Functional slices overlaid on an MNI anatomical template showing frontal areas where better performance over time is associated with longitudinal rCBF reductions across different executive domains. Statistical maps are thresholded at p < .005, with cluster-size ≥ 50. Scatterplots show estimated longitudinal change slopes for executive performance plotted against rCBF change estimated from each ROI. Regression lines and r values are adjusted for age and sex. Dashed lines demarcate zero change points for each axis.

DISCUSSION

Our findings show a heterogeneous pattern of brain-behavior associations in the frontal regions of older adults when considering cross-sectional baseline data. Higher baseline rCBF in some frontal regions correlated with better performance, but higher rCBF in other distinct frontal regions correlated with poorer performance for select executive domains. In addition, our longitudinal findings suggest that chronic high-levels of frontal rCBF over an extended period, particularly in the left insula/inferior frontal regions, may reflect more effortful processing associated with declines in executive ability rather than stability or improvement. These findings dissociate longitudinal brain-behavior associations from the heuristic derived from cross-sectional findings that there is generalized age-related increase in frontal activity that is compensatory. Together, these results suggest that a more complex framework is required to sufficiently account for both cross-sectional and longitudinal findings on age-related changes in frontal function.

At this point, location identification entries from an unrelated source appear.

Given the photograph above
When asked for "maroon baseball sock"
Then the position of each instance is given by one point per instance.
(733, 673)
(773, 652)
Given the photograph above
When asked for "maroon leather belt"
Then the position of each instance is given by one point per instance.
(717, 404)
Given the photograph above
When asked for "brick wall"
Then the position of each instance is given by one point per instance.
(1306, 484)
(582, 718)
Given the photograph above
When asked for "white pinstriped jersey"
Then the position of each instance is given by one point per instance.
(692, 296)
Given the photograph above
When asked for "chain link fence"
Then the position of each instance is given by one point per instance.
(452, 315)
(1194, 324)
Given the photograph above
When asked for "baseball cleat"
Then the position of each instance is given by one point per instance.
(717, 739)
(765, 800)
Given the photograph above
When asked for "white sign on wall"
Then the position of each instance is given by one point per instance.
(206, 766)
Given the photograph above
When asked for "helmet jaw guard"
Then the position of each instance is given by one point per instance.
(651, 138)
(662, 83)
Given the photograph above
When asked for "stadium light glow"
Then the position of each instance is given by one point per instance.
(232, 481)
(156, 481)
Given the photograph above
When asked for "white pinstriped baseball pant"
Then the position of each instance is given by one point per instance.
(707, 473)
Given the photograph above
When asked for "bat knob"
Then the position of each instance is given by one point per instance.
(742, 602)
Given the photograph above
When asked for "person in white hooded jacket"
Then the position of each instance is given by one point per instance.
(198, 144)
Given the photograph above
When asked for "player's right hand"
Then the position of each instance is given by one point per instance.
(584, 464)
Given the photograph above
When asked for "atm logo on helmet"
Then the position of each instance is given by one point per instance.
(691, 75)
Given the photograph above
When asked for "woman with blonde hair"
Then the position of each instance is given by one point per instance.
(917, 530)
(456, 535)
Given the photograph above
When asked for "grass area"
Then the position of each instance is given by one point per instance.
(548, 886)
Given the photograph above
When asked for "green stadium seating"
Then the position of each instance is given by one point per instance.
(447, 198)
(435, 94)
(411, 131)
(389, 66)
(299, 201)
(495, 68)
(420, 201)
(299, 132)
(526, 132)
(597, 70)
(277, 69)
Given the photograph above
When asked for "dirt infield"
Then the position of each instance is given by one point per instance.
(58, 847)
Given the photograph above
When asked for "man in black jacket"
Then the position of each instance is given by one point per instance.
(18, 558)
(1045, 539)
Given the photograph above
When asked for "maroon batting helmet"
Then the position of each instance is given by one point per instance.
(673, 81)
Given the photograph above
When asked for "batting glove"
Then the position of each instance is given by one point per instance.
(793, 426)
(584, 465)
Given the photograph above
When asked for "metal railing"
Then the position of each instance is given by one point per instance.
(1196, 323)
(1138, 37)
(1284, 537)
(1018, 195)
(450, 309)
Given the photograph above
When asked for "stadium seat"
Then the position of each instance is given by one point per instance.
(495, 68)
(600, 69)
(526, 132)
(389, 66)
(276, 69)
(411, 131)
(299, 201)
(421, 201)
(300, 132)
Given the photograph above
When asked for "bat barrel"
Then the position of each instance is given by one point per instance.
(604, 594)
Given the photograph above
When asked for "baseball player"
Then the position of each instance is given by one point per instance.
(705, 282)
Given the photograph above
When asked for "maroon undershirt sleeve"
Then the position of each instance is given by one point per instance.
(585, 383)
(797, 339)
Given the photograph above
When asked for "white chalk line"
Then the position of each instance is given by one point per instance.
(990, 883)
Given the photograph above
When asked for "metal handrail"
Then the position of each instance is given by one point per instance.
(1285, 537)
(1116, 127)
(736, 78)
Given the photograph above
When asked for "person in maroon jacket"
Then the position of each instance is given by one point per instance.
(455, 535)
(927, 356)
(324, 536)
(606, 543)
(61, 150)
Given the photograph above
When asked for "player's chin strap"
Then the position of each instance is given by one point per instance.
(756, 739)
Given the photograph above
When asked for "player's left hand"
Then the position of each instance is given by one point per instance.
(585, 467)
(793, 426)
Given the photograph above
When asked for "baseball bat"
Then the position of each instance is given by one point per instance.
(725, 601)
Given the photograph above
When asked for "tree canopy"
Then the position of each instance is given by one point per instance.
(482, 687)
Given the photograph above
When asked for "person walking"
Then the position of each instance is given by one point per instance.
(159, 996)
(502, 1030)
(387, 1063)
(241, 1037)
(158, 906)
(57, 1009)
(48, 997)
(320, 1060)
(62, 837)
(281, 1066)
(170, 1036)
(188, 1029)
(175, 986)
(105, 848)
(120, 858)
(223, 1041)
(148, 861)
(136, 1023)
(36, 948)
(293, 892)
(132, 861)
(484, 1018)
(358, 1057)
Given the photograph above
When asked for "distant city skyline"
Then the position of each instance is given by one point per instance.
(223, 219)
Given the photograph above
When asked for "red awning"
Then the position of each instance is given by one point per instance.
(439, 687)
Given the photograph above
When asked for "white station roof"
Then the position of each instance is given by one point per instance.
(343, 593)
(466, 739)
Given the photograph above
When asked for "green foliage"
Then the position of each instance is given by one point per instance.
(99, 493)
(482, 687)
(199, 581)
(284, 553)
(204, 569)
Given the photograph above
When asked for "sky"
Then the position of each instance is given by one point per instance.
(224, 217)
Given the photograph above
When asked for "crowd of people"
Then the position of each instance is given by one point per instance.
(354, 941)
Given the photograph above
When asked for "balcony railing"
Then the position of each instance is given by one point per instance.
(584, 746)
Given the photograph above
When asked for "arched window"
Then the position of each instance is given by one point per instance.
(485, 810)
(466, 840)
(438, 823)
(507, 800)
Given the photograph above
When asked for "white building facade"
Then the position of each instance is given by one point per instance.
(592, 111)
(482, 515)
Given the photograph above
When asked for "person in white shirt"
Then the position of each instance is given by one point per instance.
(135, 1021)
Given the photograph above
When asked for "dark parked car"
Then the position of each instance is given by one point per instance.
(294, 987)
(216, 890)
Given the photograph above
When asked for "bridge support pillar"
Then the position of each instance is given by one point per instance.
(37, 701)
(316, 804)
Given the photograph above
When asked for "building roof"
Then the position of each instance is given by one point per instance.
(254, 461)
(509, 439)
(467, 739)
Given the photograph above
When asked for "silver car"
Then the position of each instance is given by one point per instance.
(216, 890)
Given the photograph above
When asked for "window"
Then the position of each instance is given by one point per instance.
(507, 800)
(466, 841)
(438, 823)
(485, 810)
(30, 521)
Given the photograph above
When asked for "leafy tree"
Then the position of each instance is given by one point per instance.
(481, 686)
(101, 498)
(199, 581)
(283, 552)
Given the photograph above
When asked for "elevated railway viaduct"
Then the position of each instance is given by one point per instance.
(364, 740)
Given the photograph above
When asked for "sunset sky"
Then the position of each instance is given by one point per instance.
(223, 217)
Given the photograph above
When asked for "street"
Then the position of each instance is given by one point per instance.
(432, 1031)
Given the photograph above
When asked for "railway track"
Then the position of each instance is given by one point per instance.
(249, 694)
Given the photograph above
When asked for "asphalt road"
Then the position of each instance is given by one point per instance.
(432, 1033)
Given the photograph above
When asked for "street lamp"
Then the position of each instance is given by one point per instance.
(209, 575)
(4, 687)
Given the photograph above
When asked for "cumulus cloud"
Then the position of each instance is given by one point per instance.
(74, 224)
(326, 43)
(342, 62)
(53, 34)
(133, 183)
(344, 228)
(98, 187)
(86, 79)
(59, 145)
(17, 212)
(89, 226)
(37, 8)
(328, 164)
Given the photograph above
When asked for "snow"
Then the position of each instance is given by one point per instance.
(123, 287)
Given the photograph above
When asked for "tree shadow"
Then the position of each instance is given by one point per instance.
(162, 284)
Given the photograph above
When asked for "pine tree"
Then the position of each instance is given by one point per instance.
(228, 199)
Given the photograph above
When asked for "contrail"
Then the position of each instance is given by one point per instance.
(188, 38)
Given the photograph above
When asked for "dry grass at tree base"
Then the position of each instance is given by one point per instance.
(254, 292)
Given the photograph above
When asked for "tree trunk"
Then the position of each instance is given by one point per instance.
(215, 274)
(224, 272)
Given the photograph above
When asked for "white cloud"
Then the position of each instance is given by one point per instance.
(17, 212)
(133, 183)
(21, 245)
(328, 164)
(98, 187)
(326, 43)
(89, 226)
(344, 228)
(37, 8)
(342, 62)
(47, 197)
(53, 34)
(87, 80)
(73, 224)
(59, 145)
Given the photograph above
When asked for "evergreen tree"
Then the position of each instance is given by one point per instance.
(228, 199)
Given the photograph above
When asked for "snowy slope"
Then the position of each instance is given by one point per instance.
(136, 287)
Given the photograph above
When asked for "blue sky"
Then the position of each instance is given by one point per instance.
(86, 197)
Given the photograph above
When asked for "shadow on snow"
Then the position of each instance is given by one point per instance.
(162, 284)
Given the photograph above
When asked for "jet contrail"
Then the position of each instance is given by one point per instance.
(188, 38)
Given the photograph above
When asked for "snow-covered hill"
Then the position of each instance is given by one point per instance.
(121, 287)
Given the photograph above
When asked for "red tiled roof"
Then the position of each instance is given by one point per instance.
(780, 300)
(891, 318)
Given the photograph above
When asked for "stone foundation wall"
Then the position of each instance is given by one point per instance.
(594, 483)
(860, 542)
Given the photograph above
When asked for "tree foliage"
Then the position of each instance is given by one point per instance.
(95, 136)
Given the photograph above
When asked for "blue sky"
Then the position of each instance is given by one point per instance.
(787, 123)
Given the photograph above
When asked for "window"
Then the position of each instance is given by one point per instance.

Studies of executive processing suggest that dorsolateral prefrontal regions are involved in processing abstract rules during cognitive tasks (Badre & D’Esposito, 2009). In our study, we found that higher activity at baseline in regions within the dorsolateral prefrontal cortex correlated with better performance in abstraction, the ability to identify abstract semantic relationships between items, and chunking, the ability to organize stimuli into meaningful groups. As suggested in Goh et al. (2011), it is plausible that these processes can facilitate recognition during the verbal memory task by aiding the retrieval and organization of memory engrams. Thus, greater activity in these specific frontal regions may reflect the compensatory nature of these specific executive processes in facilitating episodic retrieval performance in older adults.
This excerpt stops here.